The broader ambition is to position Kenya as a leading coffee exporter. Coffee is the second most traded commodity globally after oil, with an estimated market value of $600 billion annually. In 2023, Kenya earned Sh33 billion from coffee exports. With increased production and improved quality, the government hopes to raise this figure significantly with a long-term goal of reaching Kshs 1 trillion in coffee earnings.
Further modernization is also on the agenda. Outdated pulping machines, which contribute to post-harvest losses and lower bean quality, are set to be replaced. Alongside this, Kshs 6.8 billion has been allocated in the next budget to settle verified debts owed to coffee cooperative societies. This financial relief is expected to ease the burden on farmers and support cooperatives’ sustainability. The debt clearance is scheduled for completion by August.
On the county level, Murang’a has emerged as a model for sectoral improvements. The local administration will allocate more funds to support coffee farmers in the upcoming financial year and is planning international trade missions to the U.S. and China to open new markets for its coffee. This year, Murang’a coffee factories paid farmers an average of Kshs 115 per kilo a significant leap from previous years when prices were as low as Kshs 20. Some factories paid even more, with Wanjengi at Kshs 141 and others like Kahuhia Main, Ngwethe, Kaganda, and Mutheru paying well above Kshs 115.

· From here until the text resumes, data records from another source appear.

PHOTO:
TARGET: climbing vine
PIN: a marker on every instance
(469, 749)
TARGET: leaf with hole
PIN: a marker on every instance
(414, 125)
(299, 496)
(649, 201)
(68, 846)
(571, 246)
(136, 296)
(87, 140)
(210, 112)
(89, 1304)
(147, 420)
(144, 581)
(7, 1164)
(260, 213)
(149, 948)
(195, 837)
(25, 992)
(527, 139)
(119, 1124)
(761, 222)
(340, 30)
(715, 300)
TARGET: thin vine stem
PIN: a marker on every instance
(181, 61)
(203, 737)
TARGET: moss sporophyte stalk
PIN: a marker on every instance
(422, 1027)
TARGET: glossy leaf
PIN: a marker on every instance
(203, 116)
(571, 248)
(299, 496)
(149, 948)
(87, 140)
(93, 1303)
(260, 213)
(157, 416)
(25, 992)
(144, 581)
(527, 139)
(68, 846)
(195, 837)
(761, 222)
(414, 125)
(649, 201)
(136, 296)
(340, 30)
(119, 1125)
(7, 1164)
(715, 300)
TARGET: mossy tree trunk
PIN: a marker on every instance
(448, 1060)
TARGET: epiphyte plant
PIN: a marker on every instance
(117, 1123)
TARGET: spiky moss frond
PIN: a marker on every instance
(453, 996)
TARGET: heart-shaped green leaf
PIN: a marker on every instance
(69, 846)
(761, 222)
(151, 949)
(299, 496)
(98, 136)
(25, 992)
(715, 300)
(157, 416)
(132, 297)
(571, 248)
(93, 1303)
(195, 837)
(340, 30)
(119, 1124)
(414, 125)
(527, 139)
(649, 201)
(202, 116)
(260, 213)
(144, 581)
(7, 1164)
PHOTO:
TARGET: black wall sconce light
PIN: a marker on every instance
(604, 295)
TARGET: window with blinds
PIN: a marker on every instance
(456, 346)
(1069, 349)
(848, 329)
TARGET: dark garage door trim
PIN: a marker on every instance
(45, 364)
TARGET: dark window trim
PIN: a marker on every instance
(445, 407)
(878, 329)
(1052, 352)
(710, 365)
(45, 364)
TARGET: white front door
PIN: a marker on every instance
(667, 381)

Efforts to strengthen cooperative leadership through training are ongoing, although not all farmers are in agreement with every reform. Some have called for the scrapping of the Direct Settlement System, claiming it could weaken the role of cooperative societies in managing farmer payments.
With these interventions, the government is optimistic about turning around the coffee sector, enhancing farmers’ livelihoods, and making a significant contribution to the national economy.